BTW - i bet you're fun at dinner parties...lol..


----------



## DutchDaemon (Mar 15, 2010)

If you don't recognise the conceptual difference between networks and services, the fun at your dinner parties likely consists of putting everything into a blender (with the lid off).


----------



## pete793r (Mar 15, 2010)

:e 

whatever mate

i made a simple error.. no need to get all high horse about it... lifes too short... ill make sure i dont do it again...


----------



## MG (Mar 15, 2010)

a Google helps: freebsd networking --> http://freebsd.rogness.net

But i'll prefer the handbook, manpages and my "FreeBSD unleashed" book


----------



## ckester (Mar 15, 2010)

Two highly recommended books which have chapters on setting up network services:

Dru Lavigne, The Best of FreeBSD Basics

Michael W. Lucas, Absolute FreeBSD

Both should be available on Amazon and elsewhere.  

The time it takes to produce a book being what it is, neither of them is completely current with FreeBSD 8.0.  But the nice thing about FreeBSD, unlike a proprietary OS like Windows that uses planned obsolescence to drive sales, is that almost everything in these books about older versions of FreeBSD still applies.

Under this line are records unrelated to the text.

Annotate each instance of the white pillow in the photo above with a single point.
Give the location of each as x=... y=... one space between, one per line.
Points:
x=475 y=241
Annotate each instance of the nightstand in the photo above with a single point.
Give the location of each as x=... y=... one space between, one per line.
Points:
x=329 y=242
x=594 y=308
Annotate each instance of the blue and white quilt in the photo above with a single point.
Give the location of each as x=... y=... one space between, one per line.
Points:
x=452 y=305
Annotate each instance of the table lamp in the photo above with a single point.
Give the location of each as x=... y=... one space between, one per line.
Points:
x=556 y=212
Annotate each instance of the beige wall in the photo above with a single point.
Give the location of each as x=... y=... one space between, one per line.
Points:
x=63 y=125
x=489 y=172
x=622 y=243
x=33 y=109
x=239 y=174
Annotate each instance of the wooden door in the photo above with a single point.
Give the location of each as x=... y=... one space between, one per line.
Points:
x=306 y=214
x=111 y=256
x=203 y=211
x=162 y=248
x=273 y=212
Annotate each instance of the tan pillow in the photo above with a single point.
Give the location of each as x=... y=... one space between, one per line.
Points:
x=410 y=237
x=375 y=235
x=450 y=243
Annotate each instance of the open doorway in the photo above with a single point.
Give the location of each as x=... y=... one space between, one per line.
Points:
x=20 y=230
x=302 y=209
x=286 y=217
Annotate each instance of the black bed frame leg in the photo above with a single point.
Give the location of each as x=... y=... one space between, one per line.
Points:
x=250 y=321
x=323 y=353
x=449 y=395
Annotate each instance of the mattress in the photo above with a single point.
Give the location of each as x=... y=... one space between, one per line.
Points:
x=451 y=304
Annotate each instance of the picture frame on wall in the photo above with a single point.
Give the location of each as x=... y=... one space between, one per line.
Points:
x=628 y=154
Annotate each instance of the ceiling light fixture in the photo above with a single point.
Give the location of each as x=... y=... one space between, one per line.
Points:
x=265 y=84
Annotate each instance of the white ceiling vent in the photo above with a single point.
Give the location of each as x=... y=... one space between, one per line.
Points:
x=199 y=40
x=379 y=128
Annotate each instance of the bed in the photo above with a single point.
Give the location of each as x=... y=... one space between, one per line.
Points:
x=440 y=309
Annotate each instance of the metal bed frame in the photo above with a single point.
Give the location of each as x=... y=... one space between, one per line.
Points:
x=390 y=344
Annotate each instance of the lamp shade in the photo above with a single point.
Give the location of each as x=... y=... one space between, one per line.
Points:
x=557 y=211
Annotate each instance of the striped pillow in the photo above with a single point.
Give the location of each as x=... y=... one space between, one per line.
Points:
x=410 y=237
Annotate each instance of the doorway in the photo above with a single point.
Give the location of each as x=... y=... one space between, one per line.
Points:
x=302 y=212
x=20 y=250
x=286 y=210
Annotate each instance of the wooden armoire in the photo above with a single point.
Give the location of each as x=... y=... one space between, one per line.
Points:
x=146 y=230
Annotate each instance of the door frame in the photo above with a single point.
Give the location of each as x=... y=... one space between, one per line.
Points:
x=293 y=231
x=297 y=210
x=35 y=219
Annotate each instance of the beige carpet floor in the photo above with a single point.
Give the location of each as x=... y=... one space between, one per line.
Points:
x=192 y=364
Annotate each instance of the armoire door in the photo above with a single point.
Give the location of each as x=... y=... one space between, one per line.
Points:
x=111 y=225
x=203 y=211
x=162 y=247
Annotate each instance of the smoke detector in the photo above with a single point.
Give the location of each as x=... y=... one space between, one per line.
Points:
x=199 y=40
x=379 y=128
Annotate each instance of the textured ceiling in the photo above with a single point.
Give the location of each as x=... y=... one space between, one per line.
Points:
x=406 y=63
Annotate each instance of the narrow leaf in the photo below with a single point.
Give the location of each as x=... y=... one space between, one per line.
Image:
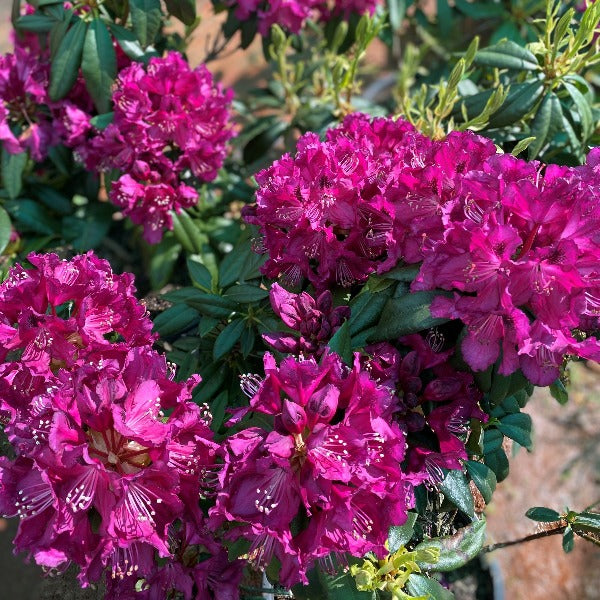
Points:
x=99 y=64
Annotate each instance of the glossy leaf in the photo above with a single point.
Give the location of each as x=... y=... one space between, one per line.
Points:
x=227 y=339
x=455 y=550
x=456 y=488
x=65 y=65
x=400 y=535
x=420 y=585
x=99 y=64
x=340 y=343
x=146 y=18
x=13 y=166
x=542 y=514
x=507 y=55
x=408 y=314
x=546 y=123
x=483 y=477
x=5 y=229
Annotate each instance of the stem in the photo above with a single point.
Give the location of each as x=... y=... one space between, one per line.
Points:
x=528 y=538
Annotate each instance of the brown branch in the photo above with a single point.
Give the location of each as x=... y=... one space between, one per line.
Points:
x=527 y=538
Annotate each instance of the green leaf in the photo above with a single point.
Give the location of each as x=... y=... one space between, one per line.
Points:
x=199 y=274
x=184 y=10
x=101 y=122
x=559 y=392
x=175 y=320
x=456 y=488
x=568 y=541
x=400 y=535
x=5 y=229
x=507 y=55
x=542 y=514
x=365 y=310
x=99 y=64
x=37 y=23
x=521 y=98
x=408 y=314
x=65 y=65
x=420 y=585
x=162 y=262
x=217 y=409
x=340 y=343
x=128 y=42
x=13 y=166
x=31 y=216
x=227 y=339
x=211 y=304
x=483 y=477
x=583 y=108
x=517 y=427
x=146 y=18
x=587 y=521
x=245 y=293
x=455 y=550
x=546 y=123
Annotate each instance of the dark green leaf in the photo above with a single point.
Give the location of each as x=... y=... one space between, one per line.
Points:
x=65 y=65
x=99 y=64
x=101 y=122
x=507 y=55
x=546 y=123
x=521 y=98
x=175 y=320
x=542 y=514
x=400 y=535
x=408 y=314
x=568 y=541
x=13 y=166
x=420 y=585
x=37 y=23
x=128 y=42
x=227 y=339
x=162 y=262
x=184 y=10
x=199 y=274
x=559 y=392
x=31 y=216
x=583 y=108
x=5 y=229
x=87 y=231
x=587 y=521
x=455 y=550
x=483 y=477
x=340 y=343
x=456 y=488
x=517 y=427
x=365 y=310
x=217 y=409
x=212 y=305
x=146 y=17
x=246 y=293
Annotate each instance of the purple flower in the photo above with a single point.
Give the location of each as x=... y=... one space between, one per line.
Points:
x=170 y=128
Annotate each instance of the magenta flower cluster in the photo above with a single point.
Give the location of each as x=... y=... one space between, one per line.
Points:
x=513 y=239
x=111 y=453
x=170 y=129
x=327 y=479
x=29 y=120
x=292 y=14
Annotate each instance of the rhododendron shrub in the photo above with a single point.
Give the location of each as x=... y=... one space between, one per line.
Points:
x=170 y=128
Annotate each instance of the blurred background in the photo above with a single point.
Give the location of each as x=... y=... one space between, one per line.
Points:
x=563 y=471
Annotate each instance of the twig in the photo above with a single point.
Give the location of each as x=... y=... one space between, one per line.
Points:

And of course, the handbook will often be your first and best resource.


----------



## pete793r (Mar 16, 2010)

ckester said:
			
		

> Two highly recommended books which have chapters on setting up network services:
> 
> Dru Lavigne, The Best of FreeBSD Basics
> 
> ...



thats excellent - thanks! :e


----------



## pete793r (Mar 16, 2010)

MG said:
			
		

> a Google helps: freebsd networking --> http://freebsd.rogness.net
> 
> But i'll prefer the handbook, manpages and my "FreeBSD unleashed" book



yeh did the google thing and found some very goiod online stuff, but for me you can never beat a good book 

thanks for the link!!


----------